Guy (serious): Ummm… Well, you were kind of saying that life has no meaning and that it’s not worth living.
Ditzy college girl: What?

–Union Square

Overheard by: Gaby

Guy # 1: Dude, I’m hella hungry.
Guy # 2: I’m freakin’ hella tired of your whining, a-hole!
Guy # 1: At least I ain’t hella stupid!
Guy # 2: And you’re hella ugly!
Passenger, to guys: Are you from Jersey?

–C Train

Overheard by: Hammer-head

Middle aged woman #1: I saw that woman of The Cosby Show near Wall Street yesterday.
Middle aged woman #2: Wow, you did not!

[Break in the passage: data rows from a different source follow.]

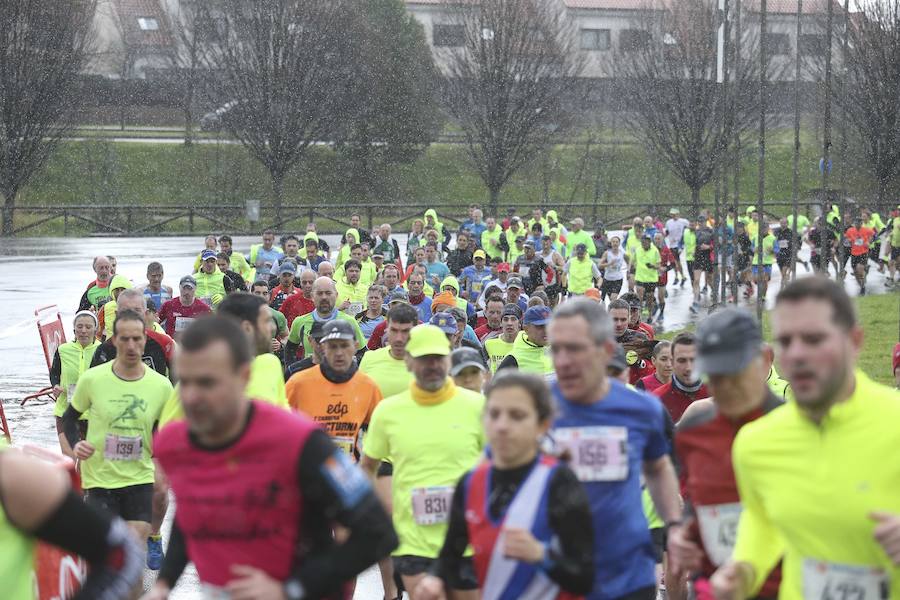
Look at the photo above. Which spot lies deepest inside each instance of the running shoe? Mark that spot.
(154, 552)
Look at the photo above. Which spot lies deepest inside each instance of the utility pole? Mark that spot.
(761, 184)
(795, 180)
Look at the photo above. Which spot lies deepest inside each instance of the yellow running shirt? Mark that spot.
(807, 491)
(432, 439)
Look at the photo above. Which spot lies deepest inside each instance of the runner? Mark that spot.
(467, 369)
(432, 434)
(334, 393)
(598, 418)
(176, 314)
(530, 352)
(860, 238)
(70, 361)
(731, 353)
(499, 347)
(525, 515)
(256, 517)
(662, 365)
(836, 528)
(154, 289)
(37, 503)
(685, 386)
(123, 399)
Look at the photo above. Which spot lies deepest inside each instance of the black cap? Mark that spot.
(338, 329)
(465, 357)
(727, 341)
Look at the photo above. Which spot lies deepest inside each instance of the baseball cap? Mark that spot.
(511, 310)
(425, 340)
(537, 315)
(727, 341)
(338, 329)
(617, 360)
(316, 330)
(444, 321)
(398, 295)
(445, 298)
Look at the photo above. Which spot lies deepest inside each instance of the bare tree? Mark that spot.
(667, 71)
(513, 84)
(42, 50)
(872, 89)
(284, 69)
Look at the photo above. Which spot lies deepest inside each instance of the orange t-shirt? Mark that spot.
(859, 239)
(340, 408)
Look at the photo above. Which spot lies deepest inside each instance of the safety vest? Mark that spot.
(497, 350)
(210, 287)
(531, 358)
(74, 361)
(16, 560)
(581, 275)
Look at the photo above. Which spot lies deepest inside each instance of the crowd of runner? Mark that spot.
(488, 414)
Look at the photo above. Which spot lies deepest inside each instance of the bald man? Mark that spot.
(324, 295)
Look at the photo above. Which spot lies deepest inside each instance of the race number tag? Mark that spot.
(123, 447)
(718, 529)
(831, 581)
(431, 505)
(598, 453)
(182, 323)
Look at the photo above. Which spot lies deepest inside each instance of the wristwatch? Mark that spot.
(293, 590)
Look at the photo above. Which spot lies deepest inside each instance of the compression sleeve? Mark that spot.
(758, 542)
(70, 425)
(176, 557)
(336, 490)
(449, 561)
(56, 369)
(116, 561)
(572, 558)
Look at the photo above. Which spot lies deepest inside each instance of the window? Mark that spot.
(148, 23)
(813, 44)
(595, 39)
(448, 35)
(778, 43)
(633, 39)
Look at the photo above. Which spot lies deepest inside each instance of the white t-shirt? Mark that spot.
(675, 230)
(615, 265)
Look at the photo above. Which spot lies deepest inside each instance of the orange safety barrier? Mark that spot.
(58, 574)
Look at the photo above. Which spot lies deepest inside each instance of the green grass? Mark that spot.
(880, 318)
(102, 172)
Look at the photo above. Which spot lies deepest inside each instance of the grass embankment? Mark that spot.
(103, 172)
(880, 318)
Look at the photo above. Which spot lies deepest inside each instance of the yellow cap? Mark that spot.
(426, 340)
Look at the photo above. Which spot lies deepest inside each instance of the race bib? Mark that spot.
(718, 529)
(181, 323)
(123, 447)
(431, 505)
(831, 581)
(598, 453)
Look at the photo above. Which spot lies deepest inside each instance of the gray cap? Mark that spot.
(465, 357)
(727, 341)
(338, 329)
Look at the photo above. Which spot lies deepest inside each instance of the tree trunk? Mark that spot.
(695, 201)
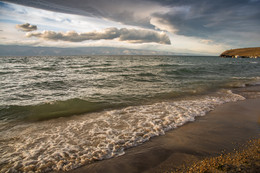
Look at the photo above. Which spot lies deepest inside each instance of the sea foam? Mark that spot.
(63, 144)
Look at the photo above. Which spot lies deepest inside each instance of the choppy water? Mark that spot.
(59, 113)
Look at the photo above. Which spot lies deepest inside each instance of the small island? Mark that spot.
(253, 52)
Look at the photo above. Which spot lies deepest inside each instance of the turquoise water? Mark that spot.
(59, 113)
(81, 84)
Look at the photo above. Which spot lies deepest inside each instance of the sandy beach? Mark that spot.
(224, 129)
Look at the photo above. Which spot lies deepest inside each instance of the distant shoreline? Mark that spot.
(253, 52)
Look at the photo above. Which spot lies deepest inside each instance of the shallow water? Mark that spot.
(59, 113)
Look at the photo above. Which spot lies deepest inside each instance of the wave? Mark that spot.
(68, 143)
(51, 110)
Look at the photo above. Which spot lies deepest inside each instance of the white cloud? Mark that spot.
(123, 34)
(162, 24)
(26, 27)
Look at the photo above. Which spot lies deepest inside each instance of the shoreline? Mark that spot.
(222, 129)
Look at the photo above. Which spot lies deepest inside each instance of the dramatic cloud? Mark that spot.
(202, 18)
(198, 18)
(26, 27)
(124, 34)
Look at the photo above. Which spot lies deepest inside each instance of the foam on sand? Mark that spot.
(67, 143)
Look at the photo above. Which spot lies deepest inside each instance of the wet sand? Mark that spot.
(227, 127)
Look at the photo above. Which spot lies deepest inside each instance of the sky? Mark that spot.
(199, 27)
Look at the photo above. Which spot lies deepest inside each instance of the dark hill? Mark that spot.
(253, 52)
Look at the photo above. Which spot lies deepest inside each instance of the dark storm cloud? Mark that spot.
(202, 17)
(26, 27)
(124, 34)
(199, 18)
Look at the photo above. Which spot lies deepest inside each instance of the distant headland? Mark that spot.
(253, 52)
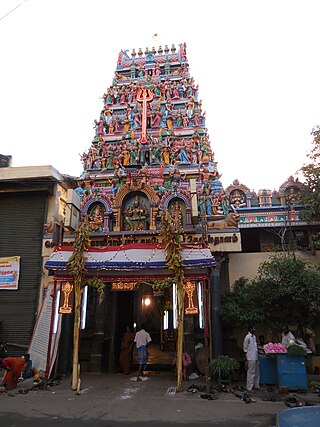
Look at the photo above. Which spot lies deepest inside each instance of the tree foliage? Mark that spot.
(310, 191)
(286, 290)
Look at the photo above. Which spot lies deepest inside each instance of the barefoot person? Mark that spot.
(142, 340)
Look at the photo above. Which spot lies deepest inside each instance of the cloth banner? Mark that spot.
(9, 272)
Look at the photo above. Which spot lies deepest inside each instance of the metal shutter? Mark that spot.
(21, 233)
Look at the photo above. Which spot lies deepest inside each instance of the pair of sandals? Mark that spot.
(209, 396)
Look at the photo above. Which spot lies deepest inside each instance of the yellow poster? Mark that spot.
(9, 272)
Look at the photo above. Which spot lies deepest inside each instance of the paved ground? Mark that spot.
(119, 400)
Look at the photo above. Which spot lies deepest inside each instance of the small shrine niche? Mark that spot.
(136, 212)
(96, 215)
(177, 209)
(238, 199)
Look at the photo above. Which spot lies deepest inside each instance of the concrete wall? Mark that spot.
(246, 264)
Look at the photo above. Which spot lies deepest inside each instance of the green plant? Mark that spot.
(221, 367)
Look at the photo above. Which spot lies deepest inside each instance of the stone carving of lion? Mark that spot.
(230, 221)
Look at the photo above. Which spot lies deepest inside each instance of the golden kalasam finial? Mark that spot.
(66, 289)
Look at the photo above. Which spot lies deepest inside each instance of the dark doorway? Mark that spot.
(124, 318)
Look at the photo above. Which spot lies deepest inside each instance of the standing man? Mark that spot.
(251, 350)
(142, 340)
(287, 336)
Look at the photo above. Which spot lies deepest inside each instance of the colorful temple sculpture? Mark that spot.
(151, 152)
(151, 149)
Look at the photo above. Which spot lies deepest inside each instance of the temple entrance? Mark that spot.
(124, 318)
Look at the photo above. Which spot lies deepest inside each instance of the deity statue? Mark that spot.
(96, 219)
(136, 215)
(176, 213)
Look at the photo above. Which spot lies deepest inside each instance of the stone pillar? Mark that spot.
(215, 309)
(189, 341)
(98, 336)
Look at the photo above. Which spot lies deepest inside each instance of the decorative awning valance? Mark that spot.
(131, 257)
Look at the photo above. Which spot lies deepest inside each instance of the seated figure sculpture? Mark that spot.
(136, 215)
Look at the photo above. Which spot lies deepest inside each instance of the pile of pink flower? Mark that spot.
(275, 348)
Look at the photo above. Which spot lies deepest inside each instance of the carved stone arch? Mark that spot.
(104, 223)
(238, 198)
(187, 202)
(153, 200)
(106, 203)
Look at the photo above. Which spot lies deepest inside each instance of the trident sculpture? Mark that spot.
(144, 96)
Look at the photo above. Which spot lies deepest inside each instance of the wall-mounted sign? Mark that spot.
(66, 298)
(124, 286)
(9, 272)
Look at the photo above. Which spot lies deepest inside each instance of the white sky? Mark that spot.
(256, 62)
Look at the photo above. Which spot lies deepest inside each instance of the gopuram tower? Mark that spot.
(151, 151)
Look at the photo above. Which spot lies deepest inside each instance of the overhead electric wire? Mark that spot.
(8, 13)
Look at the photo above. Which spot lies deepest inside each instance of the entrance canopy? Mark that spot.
(131, 257)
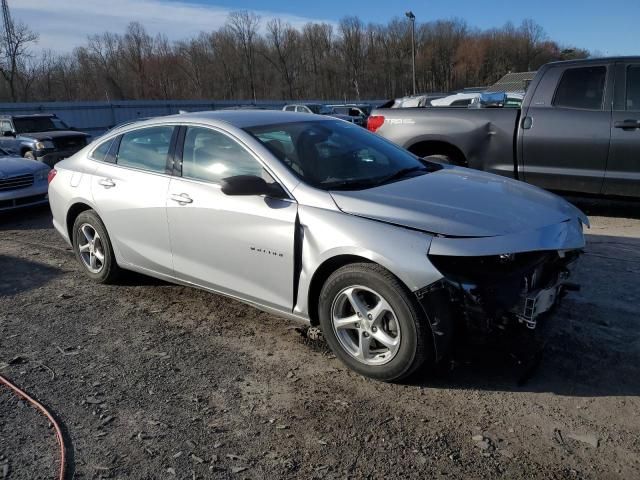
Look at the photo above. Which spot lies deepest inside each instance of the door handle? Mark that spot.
(107, 182)
(181, 198)
(628, 124)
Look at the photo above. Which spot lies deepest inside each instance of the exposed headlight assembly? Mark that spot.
(44, 145)
(41, 174)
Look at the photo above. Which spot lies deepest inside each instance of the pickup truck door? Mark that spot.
(566, 129)
(623, 167)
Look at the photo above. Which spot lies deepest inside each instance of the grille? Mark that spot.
(69, 143)
(14, 183)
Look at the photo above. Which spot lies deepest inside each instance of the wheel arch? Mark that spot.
(73, 212)
(320, 276)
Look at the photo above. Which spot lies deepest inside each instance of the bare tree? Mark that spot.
(239, 62)
(352, 47)
(283, 41)
(244, 25)
(14, 53)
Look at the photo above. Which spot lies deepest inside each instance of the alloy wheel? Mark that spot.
(365, 325)
(90, 248)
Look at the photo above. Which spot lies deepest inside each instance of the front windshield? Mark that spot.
(38, 124)
(337, 155)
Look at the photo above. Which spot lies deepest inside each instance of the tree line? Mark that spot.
(252, 59)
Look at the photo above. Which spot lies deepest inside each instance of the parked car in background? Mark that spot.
(320, 221)
(455, 100)
(23, 182)
(42, 137)
(317, 109)
(358, 113)
(578, 130)
(412, 101)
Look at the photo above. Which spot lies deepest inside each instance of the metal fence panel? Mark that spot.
(97, 117)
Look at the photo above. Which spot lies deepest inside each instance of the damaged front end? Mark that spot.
(495, 291)
(491, 284)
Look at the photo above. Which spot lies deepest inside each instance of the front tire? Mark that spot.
(93, 249)
(373, 324)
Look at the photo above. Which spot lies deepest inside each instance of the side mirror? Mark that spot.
(251, 185)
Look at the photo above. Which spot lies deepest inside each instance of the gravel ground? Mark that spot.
(152, 380)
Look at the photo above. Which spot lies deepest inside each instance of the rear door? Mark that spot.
(566, 130)
(239, 245)
(623, 168)
(129, 189)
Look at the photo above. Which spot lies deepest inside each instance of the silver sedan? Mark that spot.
(318, 220)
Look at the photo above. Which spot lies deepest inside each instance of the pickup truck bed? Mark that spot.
(578, 130)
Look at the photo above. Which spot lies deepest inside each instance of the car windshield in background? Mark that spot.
(335, 155)
(38, 124)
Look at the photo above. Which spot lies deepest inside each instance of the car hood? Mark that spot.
(10, 166)
(460, 202)
(53, 134)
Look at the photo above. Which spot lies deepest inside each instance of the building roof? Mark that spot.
(512, 82)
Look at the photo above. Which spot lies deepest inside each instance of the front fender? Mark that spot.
(327, 234)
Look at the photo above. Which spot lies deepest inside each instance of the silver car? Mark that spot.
(23, 182)
(318, 220)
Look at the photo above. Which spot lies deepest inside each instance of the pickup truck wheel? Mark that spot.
(93, 248)
(372, 323)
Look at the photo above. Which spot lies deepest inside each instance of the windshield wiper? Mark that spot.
(403, 172)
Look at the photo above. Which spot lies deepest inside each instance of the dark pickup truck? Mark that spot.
(578, 130)
(42, 137)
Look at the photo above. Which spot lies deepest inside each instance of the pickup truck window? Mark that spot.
(633, 88)
(581, 88)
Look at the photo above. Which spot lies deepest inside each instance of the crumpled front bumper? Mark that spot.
(493, 283)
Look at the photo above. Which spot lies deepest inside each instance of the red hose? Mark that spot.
(45, 412)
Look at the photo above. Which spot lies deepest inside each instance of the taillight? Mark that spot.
(374, 122)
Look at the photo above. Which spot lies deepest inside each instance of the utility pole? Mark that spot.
(8, 23)
(412, 19)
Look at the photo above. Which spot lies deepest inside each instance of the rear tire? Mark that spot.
(373, 324)
(93, 249)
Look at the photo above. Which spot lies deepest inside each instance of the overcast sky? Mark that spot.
(610, 27)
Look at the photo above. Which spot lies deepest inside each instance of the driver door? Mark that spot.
(242, 246)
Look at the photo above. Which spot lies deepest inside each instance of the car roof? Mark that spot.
(244, 118)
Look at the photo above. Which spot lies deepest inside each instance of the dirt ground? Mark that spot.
(151, 380)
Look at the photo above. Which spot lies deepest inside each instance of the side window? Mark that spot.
(100, 153)
(633, 88)
(145, 149)
(211, 156)
(581, 88)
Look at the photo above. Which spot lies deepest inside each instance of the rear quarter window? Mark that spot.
(100, 152)
(581, 88)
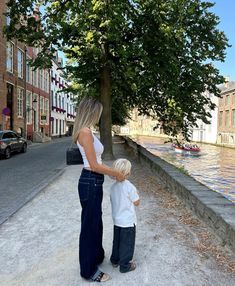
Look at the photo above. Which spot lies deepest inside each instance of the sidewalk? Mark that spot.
(39, 244)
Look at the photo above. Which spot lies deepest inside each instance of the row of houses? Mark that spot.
(33, 102)
(221, 129)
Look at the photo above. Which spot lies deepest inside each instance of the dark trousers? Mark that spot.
(91, 252)
(123, 246)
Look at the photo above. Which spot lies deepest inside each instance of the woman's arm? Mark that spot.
(86, 140)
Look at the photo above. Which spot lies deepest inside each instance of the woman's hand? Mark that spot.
(120, 177)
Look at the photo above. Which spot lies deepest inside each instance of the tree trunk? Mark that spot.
(106, 117)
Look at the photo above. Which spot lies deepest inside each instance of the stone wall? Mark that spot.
(215, 210)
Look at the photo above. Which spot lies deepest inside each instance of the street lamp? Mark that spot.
(34, 113)
(33, 108)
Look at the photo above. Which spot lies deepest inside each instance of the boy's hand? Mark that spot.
(136, 203)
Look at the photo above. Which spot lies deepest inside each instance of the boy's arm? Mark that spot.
(134, 197)
(136, 203)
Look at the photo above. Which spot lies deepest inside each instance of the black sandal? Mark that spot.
(102, 277)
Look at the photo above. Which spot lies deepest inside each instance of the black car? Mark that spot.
(11, 142)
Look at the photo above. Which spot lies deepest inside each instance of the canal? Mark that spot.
(214, 166)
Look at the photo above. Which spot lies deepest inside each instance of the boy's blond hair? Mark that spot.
(123, 166)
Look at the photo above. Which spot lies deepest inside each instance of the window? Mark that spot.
(56, 126)
(41, 107)
(29, 107)
(52, 97)
(40, 85)
(20, 64)
(233, 117)
(28, 73)
(20, 96)
(220, 118)
(35, 78)
(227, 118)
(46, 82)
(56, 99)
(8, 19)
(10, 49)
(46, 110)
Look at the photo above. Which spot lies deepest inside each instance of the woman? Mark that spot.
(90, 188)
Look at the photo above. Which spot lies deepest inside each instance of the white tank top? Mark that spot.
(99, 149)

Which one?
Middle aged woman #1: Whoopi Goldberg–the one that was married to Bill Cosby in the show!
Middle aged woman #2: Oh yeah, I remember her. I think she changed her name to Whoopi Cosby now.

–A Train

Overheard by: Dora Olafsson

Guy #1: There’s just no place to go dancing, you know?
Guy #2: You can’t find a dance club in New York?
Guy #1: No, it’s just not right –I really like to Lindy.
Guy #2: …
Guy #1: …
Guy #2: Dude. Where the hell do you learn to Lindy?

–34th & Broadway

Straight guy: Shit! They’re closed. There’s no way I’ll be able to buy a dildo this late at night.
Guy walking by: Dude, in this city you can definitely find a dildo this late at night.

–13th St & 3rd Ave

Overheard by: Jesse D

Preppy girl to honking SUV driver: Fuck you!
Asian guy, walking other way: Bless you!

–59th & Park

Overheard by: Just trying to cross the street

[A woman is dragging a five-year-old boy into the women’s restroom.]Boy: I don’t want to go in.
Woman: Come on, it’ll only take a minute.
Boy: But you can wipe your ass by yourself now!

–Times Square

Mom: Are you talking to yourself?
Five-year-old: Yes.
Mom: As long as you don’t answer yourself.
Five-year-old: Why?
Mom: Because then you’re crazy.

–N Train

Overheard by: Hannah

Gay #1: Oh em gee, the cashier is like üober-hot.
Gay #2: I know, right?
(they both look at the cashier)
Gay #1: Sucks he’s a total straighty.
Gay #2: Well, at least he has a nice ass.
Gay #1: Yeah, I guess.

–Union Square American Eagle

Overheard by: Figs

D.O.M.: I really like your culture.
Cute Japanese bartender: You… like torture?
D.O.M.: What? No, no… Culture — culture….
Bartender: [Silence.]D.O.M.: Culture. Man, how do I say this…?
Bartender: [Silence.]D.O.M.: … I like what you guys do.